Monday, August 20, 2007

A Central Bank Clot

The financial industry, most of the time, operates under false pretenses. The business of true capitalism is to destroy them. The two are natural enemies.

"Central banks seek to unblock markets," reported the Financial Times on August twelfth. The gist of the story was that the financial industry seemed to be having something akin to a cardiac infarction and central bankers, rushing in like heart surgeons from the golf course, were attempting a by-pass. If successful, we were led to believe, Bernanke, Trichet and the lot would get their mugs on the cover of Business Week and TIME, and soon join the great assembly of capitalism's saints.

In fact, what the bankers were up to was the exact opposite of what the FT reported. At the end of that week and the beginning of the last one, central banks all over the world were engaged in a vigorous attempt at price fixing and market manipulation; that is, they were trying to block markets from doing what they needed to do.

As we mentioned two weeks ago, no man worships capitalism. Instead, if he has any sense, he fears it...and aims to put a stop to it as soon as he is able. In any economy, mistakes are made. People invest in projects that don't pay off. They pay too much for a stock. They lend to people who can't pay the money back. If these errors were to go unpunished, the mal-investment and misallocation of resources would continue. Eventually, the whole shebang would collapse into a heap of unwanted products and un-performing assets. That is why we have corrections...bear markets...and panics; they are an economy's equivalent of natural selection, eliminating the weak and unfit.

The key variable in capitalism is the cost of money – the interest rate, which establishes a "hurdle rate," against which to judge all financial transactions. It is the natural environment in which capitalists must survive. If a new project will return 5% per year and the cost of money is 6% per year, the proposed investment doesn't make it. But if the cost of money drops to 1%, all of sudden even the most absurd and clownish investments get to reproduce. Soon, the world is full of them.

In a free market, the 'hurdle rate' is set like all other prices – based on supply and demand. But central banks meddle with interest rates – typically pushing down on the short rates, and thus lowering the hurdle rate for all borrowers. In fact, most of the freaks now crowding the financial world are the spawn of central bankers who held down rates too low for too long.

Corrections can take many different forms. Occasionally, speculators panic; they stop worrying about the return ON their money all-together; instead they fret about the return OF their money. Then, it becomes hard to borrow at any rate.

Over the last few weeks, capitalists have become edgy and disagreeable. Lured by an artificially low lending rate, maybe they lent a little too freely. Maybe they spent a little too much. Maybe their speculations weren't as good as they thought they were. Mistakes were made; they needed to be corrected.

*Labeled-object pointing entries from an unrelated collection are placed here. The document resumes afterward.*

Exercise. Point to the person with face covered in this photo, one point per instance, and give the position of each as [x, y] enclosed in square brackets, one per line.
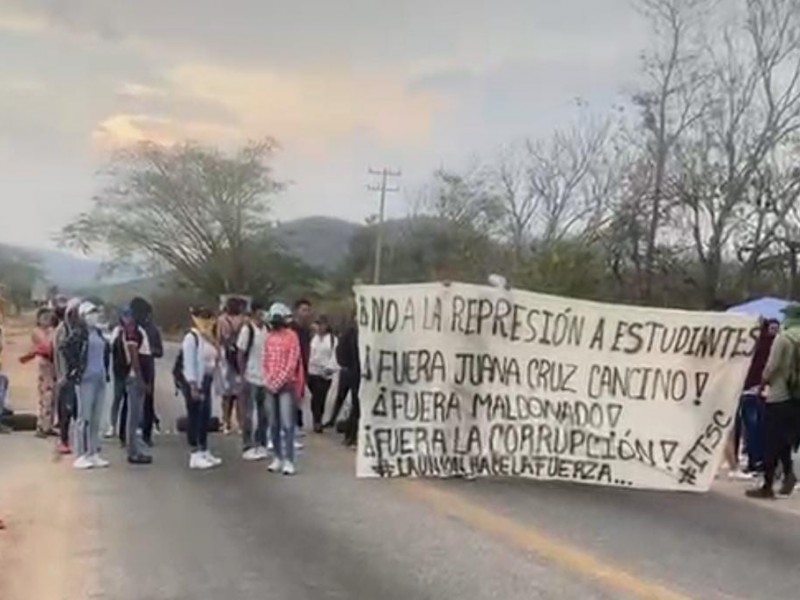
[229, 327]
[66, 371]
[89, 359]
[201, 358]
[284, 378]
[42, 351]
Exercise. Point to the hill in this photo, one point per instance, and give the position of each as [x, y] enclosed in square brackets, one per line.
[320, 242]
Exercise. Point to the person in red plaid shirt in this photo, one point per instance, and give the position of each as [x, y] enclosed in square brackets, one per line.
[284, 378]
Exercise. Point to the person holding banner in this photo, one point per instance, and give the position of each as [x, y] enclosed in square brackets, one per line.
[782, 375]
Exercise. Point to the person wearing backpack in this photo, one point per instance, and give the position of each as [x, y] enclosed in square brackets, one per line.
[322, 366]
[782, 375]
[229, 326]
[253, 394]
[136, 354]
[194, 371]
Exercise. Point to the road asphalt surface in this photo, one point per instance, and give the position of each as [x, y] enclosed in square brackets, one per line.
[238, 532]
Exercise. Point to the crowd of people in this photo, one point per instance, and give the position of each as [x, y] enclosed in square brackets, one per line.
[261, 362]
[768, 420]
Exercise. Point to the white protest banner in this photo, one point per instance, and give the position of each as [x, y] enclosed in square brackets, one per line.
[471, 380]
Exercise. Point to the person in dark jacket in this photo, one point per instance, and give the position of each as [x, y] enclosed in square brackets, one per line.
[349, 359]
[142, 313]
[301, 323]
[752, 406]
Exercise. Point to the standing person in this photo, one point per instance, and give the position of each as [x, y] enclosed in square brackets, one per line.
[42, 352]
[349, 359]
[199, 358]
[120, 370]
[752, 403]
[321, 368]
[67, 372]
[88, 356]
[229, 326]
[253, 394]
[136, 351]
[284, 378]
[301, 323]
[142, 313]
[782, 375]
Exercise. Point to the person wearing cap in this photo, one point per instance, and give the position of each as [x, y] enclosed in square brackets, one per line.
[201, 357]
[66, 373]
[284, 378]
[253, 394]
[42, 352]
[781, 374]
[135, 347]
[88, 358]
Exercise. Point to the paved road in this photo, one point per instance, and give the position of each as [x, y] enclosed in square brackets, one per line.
[240, 533]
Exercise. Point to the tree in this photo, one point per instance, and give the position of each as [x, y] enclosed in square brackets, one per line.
[191, 209]
[668, 103]
[734, 178]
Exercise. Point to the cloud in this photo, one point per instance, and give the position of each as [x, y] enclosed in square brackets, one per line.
[125, 129]
[131, 90]
[22, 22]
[312, 108]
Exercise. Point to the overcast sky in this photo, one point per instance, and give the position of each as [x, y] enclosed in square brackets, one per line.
[342, 84]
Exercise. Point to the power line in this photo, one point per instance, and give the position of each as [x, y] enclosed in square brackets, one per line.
[383, 188]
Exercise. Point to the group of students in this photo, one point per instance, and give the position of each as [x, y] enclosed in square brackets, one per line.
[768, 421]
[76, 361]
[261, 362]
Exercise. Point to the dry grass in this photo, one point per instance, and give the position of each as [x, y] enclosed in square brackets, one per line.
[22, 395]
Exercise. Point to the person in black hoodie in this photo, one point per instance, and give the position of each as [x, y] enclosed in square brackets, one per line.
[301, 323]
[143, 316]
[349, 359]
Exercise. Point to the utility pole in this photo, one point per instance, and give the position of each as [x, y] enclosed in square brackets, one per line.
[383, 188]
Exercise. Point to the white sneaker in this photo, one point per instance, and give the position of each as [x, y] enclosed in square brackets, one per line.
[83, 463]
[98, 461]
[251, 454]
[215, 461]
[197, 460]
[737, 475]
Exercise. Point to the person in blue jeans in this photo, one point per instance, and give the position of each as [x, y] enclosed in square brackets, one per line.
[751, 410]
[201, 357]
[284, 378]
[94, 363]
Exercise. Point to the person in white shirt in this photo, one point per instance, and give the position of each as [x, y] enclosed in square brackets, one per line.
[253, 395]
[200, 358]
[322, 366]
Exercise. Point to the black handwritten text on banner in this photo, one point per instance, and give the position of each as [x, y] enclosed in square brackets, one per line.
[468, 380]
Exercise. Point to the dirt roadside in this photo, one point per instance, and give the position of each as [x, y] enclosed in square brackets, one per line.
[40, 501]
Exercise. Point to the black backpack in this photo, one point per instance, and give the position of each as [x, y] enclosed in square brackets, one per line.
[177, 367]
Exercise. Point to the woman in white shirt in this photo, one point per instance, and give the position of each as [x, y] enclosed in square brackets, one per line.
[321, 369]
[201, 357]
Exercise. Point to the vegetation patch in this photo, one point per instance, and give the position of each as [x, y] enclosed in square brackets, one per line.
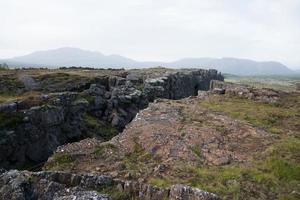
[98, 128]
[60, 161]
[271, 117]
[103, 149]
[113, 191]
[10, 120]
[159, 182]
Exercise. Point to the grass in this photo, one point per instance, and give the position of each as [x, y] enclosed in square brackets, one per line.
[196, 150]
[270, 117]
[60, 161]
[101, 150]
[114, 192]
[10, 120]
[274, 173]
[159, 182]
[98, 128]
[282, 83]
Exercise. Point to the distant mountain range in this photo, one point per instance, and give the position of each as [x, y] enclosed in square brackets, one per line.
[77, 57]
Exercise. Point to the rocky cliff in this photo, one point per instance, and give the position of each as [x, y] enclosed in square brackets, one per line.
[31, 129]
[25, 185]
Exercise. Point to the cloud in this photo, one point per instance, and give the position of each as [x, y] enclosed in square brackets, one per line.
[155, 29]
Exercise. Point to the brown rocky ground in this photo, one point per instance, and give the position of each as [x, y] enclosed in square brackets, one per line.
[171, 134]
[230, 145]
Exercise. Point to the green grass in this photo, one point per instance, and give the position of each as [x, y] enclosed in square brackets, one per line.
[98, 128]
[101, 150]
[196, 150]
[114, 192]
[159, 182]
[277, 171]
[263, 115]
[60, 161]
[10, 120]
[282, 83]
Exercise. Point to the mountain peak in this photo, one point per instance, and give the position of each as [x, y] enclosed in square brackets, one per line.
[71, 56]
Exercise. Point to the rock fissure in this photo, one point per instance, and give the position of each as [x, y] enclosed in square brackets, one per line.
[35, 128]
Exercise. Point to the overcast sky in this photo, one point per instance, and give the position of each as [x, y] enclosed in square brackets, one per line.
[156, 30]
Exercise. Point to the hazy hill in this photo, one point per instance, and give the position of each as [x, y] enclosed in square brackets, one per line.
[235, 66]
[77, 57]
[69, 57]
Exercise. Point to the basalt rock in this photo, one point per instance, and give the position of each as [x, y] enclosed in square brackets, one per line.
[34, 128]
[264, 94]
[24, 185]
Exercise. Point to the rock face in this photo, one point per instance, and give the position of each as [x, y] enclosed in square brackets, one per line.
[264, 95]
[16, 185]
[31, 129]
[164, 140]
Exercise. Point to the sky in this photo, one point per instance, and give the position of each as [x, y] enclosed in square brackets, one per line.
[155, 30]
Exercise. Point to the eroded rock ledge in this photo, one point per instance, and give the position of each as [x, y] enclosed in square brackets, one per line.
[16, 185]
[32, 129]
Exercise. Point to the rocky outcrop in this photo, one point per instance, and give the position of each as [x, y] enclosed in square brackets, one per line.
[33, 128]
[180, 84]
[263, 95]
[16, 185]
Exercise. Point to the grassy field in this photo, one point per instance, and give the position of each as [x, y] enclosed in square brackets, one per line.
[282, 83]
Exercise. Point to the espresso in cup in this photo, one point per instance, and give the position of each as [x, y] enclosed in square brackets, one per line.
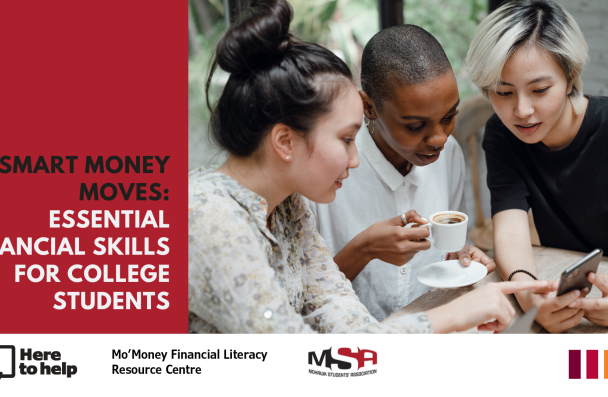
[448, 219]
[448, 230]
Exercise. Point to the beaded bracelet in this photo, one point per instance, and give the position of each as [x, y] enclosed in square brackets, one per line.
[522, 271]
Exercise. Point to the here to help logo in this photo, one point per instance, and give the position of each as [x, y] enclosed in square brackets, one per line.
[344, 363]
[33, 363]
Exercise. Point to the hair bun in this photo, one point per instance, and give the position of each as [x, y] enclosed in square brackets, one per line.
[257, 39]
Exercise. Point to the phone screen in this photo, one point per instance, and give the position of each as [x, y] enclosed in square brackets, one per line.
[575, 277]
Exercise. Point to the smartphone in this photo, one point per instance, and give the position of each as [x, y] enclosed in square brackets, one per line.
[575, 277]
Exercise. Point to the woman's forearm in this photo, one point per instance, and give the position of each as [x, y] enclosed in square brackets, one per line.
[513, 250]
[353, 257]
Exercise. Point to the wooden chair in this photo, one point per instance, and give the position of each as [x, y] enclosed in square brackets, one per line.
[472, 117]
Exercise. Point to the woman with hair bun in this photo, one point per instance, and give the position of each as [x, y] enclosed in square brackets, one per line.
[545, 149]
[288, 116]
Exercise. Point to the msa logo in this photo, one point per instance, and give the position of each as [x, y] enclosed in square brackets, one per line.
[345, 360]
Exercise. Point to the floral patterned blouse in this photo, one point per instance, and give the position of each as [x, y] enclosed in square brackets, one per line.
[244, 278]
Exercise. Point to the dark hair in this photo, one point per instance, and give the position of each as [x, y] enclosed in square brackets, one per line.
[400, 55]
[273, 79]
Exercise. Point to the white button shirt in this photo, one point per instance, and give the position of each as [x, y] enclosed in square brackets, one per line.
[376, 191]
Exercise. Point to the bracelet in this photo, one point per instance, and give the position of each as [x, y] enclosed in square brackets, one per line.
[522, 271]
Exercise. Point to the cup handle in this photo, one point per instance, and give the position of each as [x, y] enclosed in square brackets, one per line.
[429, 225]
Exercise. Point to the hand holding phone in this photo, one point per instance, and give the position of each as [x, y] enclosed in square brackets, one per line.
[575, 277]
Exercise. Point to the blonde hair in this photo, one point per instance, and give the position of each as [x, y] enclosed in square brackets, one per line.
[541, 23]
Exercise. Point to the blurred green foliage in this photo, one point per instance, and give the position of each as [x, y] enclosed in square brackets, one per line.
[344, 26]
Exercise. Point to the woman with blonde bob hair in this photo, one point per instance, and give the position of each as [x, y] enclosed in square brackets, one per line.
[545, 149]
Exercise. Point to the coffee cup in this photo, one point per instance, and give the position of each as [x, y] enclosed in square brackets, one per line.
[448, 230]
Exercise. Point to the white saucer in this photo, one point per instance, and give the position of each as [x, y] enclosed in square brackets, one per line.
[451, 274]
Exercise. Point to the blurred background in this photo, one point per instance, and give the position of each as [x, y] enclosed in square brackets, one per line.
[345, 26]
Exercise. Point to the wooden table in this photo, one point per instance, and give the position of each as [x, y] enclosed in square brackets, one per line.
[550, 262]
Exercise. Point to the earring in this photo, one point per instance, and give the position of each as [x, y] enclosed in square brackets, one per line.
[373, 123]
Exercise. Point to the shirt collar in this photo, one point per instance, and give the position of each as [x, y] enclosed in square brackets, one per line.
[253, 203]
[383, 167]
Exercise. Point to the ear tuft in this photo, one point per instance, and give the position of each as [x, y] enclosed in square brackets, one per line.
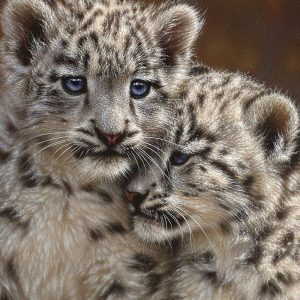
[177, 29]
[275, 120]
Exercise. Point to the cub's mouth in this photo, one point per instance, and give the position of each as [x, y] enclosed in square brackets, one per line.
[81, 152]
[169, 220]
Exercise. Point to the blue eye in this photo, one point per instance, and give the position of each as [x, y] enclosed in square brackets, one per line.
[74, 85]
[178, 158]
[139, 89]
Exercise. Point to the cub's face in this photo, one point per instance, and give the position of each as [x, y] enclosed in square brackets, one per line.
[92, 79]
[219, 172]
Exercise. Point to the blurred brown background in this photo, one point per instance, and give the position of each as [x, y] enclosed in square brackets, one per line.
[260, 37]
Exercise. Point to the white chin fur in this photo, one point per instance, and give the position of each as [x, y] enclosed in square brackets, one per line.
[153, 233]
[104, 170]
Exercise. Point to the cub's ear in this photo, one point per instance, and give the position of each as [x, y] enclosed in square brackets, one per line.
[24, 25]
[275, 121]
[177, 28]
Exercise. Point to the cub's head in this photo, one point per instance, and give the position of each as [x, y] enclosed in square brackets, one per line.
[90, 80]
[221, 171]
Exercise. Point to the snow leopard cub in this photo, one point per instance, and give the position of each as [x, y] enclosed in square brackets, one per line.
[84, 87]
[230, 190]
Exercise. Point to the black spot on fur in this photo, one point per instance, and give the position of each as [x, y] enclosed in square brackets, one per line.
[116, 289]
[4, 154]
[116, 228]
[220, 95]
[64, 43]
[94, 38]
[201, 133]
[204, 152]
[192, 118]
[153, 282]
[270, 288]
[288, 238]
[255, 255]
[86, 60]
[53, 77]
[205, 258]
[81, 41]
[63, 59]
[251, 100]
[5, 295]
[225, 227]
[226, 80]
[285, 278]
[11, 127]
[67, 188]
[224, 169]
[27, 175]
[101, 194]
[96, 234]
[31, 23]
[268, 130]
[201, 98]
[282, 213]
[263, 233]
[10, 214]
[142, 263]
[198, 70]
[11, 272]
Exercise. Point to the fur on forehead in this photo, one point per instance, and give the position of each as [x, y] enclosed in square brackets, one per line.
[167, 32]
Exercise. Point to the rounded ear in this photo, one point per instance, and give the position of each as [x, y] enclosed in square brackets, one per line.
[275, 121]
[24, 23]
[177, 28]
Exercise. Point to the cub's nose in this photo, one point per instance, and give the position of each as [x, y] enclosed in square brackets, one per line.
[136, 198]
[110, 139]
[113, 139]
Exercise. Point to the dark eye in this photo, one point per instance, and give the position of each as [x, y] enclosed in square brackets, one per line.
[139, 89]
[74, 85]
[178, 158]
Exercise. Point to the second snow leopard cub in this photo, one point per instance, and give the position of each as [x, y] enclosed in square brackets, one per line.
[229, 194]
[84, 86]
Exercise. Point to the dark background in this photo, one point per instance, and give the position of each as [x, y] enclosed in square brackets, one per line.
[259, 37]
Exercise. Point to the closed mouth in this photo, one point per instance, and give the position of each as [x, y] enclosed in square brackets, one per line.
[162, 218]
[82, 152]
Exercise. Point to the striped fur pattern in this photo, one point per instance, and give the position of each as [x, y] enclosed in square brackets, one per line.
[63, 223]
[229, 194]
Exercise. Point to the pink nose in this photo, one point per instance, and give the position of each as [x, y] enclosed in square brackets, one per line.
[113, 139]
[130, 195]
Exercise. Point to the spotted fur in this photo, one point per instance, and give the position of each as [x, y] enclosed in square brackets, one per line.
[63, 224]
[229, 193]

As a result, markets began to wobble. Stock prices came down, with more than a trillion dollars trimmed from U.S. stocks alone. And credit markets began to constrict; banks on both sides of the Atlantic were stuck with nearly a half a trillion dollars' worth of corporate loans that investors refused to take.

These were the facts when, on the ninth of August, the capitalist cops were doing their job. They were beating up homeowners who had bought houses they couldn't afford. They were taking their cudgels to the lenders too...and to CDO speculators, hedge fund players, imprudent bankers, and whiz-kid mathematicians. And once their blood was up...they were whacking away at everyone who came into range– including stock market investors, pension fund managers, City investment banks. Rich, poor...smart, stupid...they were giving them all a good thrashing.

But then, along came the central bankers.

On August ninth and tenth, the Bank of Japan, the European Central Bank, the Bank of Canada and the Fed all began to intervene. One report said the ECB had 'injected' $215 billion into the system. Others said the Fed had put $38 billion to work. By Monday, the Bank of Japan and the ECB were still at it...colluding to knock down the hurdle all together. The BOJ put in another $5 billion, which was already having a "calming effect" on Asian markets, said the papers. On Monday, too, the ECB put in another 47.7 billion euros.

Whatever the final numbers turn out to be, it is a lot of new money in a short period of time – more than at any time since the days immediately following 9/11 in 2001. Lending by the New York Fed was so vigorous that the fed funds rate fell to the lowest rate since 2004.

The purpose of all this lucre was said to be to provide "liquidity". What is liquidity, you may wonder? Lo...it is the same cheap money that got markets in trouble in the first place! It is as if they had opened a new mortgage lender in Santa Ana, California, offering no-money-down, teaser-rate, no-document adjustable rate mortgages.

If we're lucky, borrowers won't fall for it and the cops can get back to work.